A new report from the Asia Investor Group on Climate Change (AIGCC) and Schroders – ‘China Emissions Trading System – A New Dawn’ – claims China’s national ETS has the potential to reduce the nation’s carbon emissions by three to six billion tonnes a year by 2060.
This is equivalent to a 30-60% plunge from 2020 levels the report said.
The ETS, which started trading on 16 July this year, regulates over 2,200 companies from the power sector, including combined heat & power, as well as captive power plants of other sectors.
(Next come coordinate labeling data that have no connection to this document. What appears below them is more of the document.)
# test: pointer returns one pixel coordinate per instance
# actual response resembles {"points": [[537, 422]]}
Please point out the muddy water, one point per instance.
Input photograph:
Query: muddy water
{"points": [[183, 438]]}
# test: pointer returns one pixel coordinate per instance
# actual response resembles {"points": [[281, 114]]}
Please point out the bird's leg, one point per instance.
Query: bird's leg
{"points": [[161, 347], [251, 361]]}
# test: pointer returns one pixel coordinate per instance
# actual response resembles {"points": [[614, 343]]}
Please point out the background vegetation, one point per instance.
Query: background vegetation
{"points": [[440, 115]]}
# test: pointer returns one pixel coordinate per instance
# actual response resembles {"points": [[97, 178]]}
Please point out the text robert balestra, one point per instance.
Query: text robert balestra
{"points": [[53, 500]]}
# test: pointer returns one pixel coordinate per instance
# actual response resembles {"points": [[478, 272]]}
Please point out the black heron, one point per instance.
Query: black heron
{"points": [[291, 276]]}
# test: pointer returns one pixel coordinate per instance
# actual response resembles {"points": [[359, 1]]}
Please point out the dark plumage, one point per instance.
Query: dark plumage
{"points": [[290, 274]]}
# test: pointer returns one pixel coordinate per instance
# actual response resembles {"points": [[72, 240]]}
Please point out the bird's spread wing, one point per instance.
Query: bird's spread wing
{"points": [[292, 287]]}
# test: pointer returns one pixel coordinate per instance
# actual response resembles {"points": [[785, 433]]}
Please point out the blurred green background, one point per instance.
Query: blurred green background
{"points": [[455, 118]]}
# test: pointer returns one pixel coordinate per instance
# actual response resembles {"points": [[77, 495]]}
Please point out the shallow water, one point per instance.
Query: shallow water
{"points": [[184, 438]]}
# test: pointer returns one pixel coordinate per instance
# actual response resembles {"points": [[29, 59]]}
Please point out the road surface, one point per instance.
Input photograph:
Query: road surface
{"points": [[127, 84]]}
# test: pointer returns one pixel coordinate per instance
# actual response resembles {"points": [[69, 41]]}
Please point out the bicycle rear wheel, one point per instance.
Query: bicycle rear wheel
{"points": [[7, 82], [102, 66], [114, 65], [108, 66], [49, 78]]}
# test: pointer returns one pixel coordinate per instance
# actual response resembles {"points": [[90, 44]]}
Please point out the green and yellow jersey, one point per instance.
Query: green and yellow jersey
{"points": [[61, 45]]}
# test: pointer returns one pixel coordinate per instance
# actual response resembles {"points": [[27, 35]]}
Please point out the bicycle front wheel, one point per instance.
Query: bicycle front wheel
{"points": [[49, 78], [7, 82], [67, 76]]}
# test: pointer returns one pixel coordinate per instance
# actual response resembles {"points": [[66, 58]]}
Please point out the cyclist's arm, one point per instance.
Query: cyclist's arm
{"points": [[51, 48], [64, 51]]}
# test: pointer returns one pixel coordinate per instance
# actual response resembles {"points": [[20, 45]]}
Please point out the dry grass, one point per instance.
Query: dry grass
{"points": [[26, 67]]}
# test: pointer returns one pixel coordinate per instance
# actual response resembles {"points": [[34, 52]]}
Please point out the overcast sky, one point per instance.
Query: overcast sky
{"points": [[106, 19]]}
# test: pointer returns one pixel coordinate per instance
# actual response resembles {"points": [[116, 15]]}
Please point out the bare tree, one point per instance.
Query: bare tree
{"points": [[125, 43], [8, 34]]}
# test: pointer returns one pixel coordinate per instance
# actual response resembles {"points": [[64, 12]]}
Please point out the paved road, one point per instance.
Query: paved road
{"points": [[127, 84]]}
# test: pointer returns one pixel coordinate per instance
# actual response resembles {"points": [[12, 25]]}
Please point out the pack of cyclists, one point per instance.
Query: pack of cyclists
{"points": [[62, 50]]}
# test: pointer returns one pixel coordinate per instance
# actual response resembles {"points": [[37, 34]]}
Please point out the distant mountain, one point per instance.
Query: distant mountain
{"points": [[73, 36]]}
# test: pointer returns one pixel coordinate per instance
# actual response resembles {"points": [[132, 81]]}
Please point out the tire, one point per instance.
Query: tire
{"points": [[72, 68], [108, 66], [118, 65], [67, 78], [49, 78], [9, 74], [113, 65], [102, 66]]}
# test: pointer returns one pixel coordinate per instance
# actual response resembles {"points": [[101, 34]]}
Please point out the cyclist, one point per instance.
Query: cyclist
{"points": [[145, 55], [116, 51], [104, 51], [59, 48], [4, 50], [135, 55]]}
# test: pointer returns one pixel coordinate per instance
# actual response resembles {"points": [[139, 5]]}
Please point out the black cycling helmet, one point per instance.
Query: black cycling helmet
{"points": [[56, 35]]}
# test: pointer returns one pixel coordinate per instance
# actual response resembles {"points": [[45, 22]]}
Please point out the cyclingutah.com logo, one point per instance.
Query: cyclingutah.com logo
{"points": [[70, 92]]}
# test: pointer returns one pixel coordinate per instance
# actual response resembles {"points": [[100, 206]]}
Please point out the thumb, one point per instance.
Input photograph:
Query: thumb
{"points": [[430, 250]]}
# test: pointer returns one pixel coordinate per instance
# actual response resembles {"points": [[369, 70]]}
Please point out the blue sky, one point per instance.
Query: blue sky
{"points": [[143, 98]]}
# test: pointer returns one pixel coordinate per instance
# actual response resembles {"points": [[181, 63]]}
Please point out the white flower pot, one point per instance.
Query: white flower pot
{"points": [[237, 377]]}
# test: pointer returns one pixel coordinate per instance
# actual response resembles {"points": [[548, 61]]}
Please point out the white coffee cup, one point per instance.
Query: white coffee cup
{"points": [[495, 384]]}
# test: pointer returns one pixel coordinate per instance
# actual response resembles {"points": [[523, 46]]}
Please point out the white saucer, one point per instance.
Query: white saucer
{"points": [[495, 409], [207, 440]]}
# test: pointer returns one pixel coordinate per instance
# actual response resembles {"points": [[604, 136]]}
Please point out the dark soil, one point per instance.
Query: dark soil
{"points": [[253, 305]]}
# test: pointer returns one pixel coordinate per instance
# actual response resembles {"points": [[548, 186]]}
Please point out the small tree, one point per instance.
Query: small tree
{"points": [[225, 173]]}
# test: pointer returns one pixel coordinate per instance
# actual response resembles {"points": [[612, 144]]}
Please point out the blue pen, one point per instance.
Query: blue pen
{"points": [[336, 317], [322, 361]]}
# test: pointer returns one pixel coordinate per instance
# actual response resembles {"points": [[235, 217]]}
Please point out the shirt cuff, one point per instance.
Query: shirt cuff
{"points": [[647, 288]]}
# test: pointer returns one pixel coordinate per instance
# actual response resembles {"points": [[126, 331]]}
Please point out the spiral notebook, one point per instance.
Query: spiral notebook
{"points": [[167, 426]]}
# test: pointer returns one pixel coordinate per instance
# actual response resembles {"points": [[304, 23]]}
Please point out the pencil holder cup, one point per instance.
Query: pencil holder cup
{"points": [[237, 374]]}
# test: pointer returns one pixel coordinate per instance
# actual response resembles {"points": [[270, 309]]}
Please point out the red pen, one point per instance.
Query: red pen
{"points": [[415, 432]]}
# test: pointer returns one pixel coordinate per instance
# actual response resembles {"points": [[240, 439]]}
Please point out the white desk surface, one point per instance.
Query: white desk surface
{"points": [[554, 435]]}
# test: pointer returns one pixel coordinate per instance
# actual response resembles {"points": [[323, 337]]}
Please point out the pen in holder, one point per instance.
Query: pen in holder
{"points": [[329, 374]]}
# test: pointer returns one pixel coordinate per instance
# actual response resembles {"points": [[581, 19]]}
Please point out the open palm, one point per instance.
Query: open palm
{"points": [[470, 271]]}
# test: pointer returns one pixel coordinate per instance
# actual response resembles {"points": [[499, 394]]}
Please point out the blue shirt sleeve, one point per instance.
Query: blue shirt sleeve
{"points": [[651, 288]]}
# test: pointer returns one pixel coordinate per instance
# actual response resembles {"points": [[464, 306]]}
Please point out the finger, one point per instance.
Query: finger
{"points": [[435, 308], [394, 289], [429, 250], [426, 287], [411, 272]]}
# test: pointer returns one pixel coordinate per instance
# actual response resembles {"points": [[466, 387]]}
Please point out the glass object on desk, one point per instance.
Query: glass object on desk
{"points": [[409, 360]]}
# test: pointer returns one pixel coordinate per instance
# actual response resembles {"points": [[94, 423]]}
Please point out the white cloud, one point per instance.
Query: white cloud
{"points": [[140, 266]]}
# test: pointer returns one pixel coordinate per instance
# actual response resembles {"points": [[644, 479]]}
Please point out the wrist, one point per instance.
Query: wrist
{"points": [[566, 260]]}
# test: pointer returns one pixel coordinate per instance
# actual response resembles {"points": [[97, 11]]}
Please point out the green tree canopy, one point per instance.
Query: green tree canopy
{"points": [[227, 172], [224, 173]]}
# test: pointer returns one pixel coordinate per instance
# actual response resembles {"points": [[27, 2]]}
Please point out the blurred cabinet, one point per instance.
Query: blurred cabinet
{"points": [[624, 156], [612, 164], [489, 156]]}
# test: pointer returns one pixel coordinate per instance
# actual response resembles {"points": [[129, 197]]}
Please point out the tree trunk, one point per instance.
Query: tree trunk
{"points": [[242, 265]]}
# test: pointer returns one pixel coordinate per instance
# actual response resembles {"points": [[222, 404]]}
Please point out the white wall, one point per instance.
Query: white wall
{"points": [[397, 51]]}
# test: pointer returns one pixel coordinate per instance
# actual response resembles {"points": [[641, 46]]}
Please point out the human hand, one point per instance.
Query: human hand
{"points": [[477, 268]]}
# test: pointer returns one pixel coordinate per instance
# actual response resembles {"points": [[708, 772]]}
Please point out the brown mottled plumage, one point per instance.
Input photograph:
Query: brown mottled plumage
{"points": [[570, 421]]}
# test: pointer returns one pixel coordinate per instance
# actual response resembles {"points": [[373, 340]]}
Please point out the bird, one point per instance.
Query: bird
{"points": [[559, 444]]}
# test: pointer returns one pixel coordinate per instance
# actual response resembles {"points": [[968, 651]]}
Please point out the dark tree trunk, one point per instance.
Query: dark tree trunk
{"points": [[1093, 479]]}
In total, the ETS is estimated to cover over four billion tonnes of CO2, accounting for 40% of national carbon emissions.
This matters in the battle to tackle global warming as China is the world’s largest CO2 emitter, accounting for 28% of global emissions in 2019, due to its heavy reliance on fossil fuel power and heavy manufacturing.
President Xi committed the country to a net zero goal by 2060 last September, with details later laid out in China’s latest five-year plan.
Limited initial impact
The ETS currently only covers the utilities sector which the report stated would mean that the initial impact of the scheme would be limited.
However, it added that the ETS could become “more material for covered industries and companies by the mid-2020s as China aims to peak emissions by 2030”.
This would mean other large emitters such as steel, cement, chemicals and aluminium being covered by the ETS. Although these sectors are expected to be incorporated into the ETS, there is currently no fixed timeline.
At present the utility sector is the highest CO2 emitting sector in China with a 39% share, followed by steel at 18%, cement at 17%, transport fuel at 7% and coal/chemicals at 6%.
The report cautioned that its up to six billion tonnes prediction is based on a number of assumptions including a straight-line reduction in sector intensity caps from current levels to zero by 2060, the inclusion of the steel, cement, chemicals and aluminium sectors from 2025 onwards, low growth for power and aluminium and flat growth for the remaining sectors.
Of added interest to asset owners and managers the report said that the ETS could drive significant changes to revenue and net profit in Chinese companies.
Its analysis found that a US$10/t carbon price would impact 2020 revenue in the chemicals from coal, cement and utilities sectors by between two and 36%.
The report added that in the utilities sector Huaneng Power International, Datang International Power Generation and Huadian Power would be most likely to be “financially sensitive to higher carbon costs”, with CLP, CR Power and Huadian Power likely to have to bear the highest burden of investment.
Embracing the challenge
However, companies in the Chinese power utilities sector appear to be embracing the challenge of climate change.
According to the report China Huadian Power is aiming to close more than 3 GW of coal-fired power capacity in the next five years, add 75 GW renewable power capacity between 2021–2025 and to peak carbon emissions by 2025.
“The launch of the national emissions trading scheme could be one of the most significant drivers of carbon abatement in Asia and with the right settings will be instrumental in delivering China’s goals of peak emissions before 2030 and carbon neutrality by 2060,” said AIGCC Vice Chair and Schroders Head of ESG Integration APAC, Wong Dan Chi.
“Investors need to understand the growing and future impact of the national China ETS on a range of carbon-intensive industries and companies as part of their ongoing management of climate risk across their portfolios.”
AIGCC Chief Executive Officer Rebecca Mikula-Wright, added: “Investors are increasingly seeking to reduce their exposure to climate risks and better position themselves for the opportunities that will be created by China’s commitment to carbon neutrality.
“Carbon pricing is generally supported by investors as an efficient way to mitigate emissions and help price climate risk in the economy. It is important that there is clear market information about the design and operation of any carbon pricing mechanism such as auctions, permit allocations and caps.”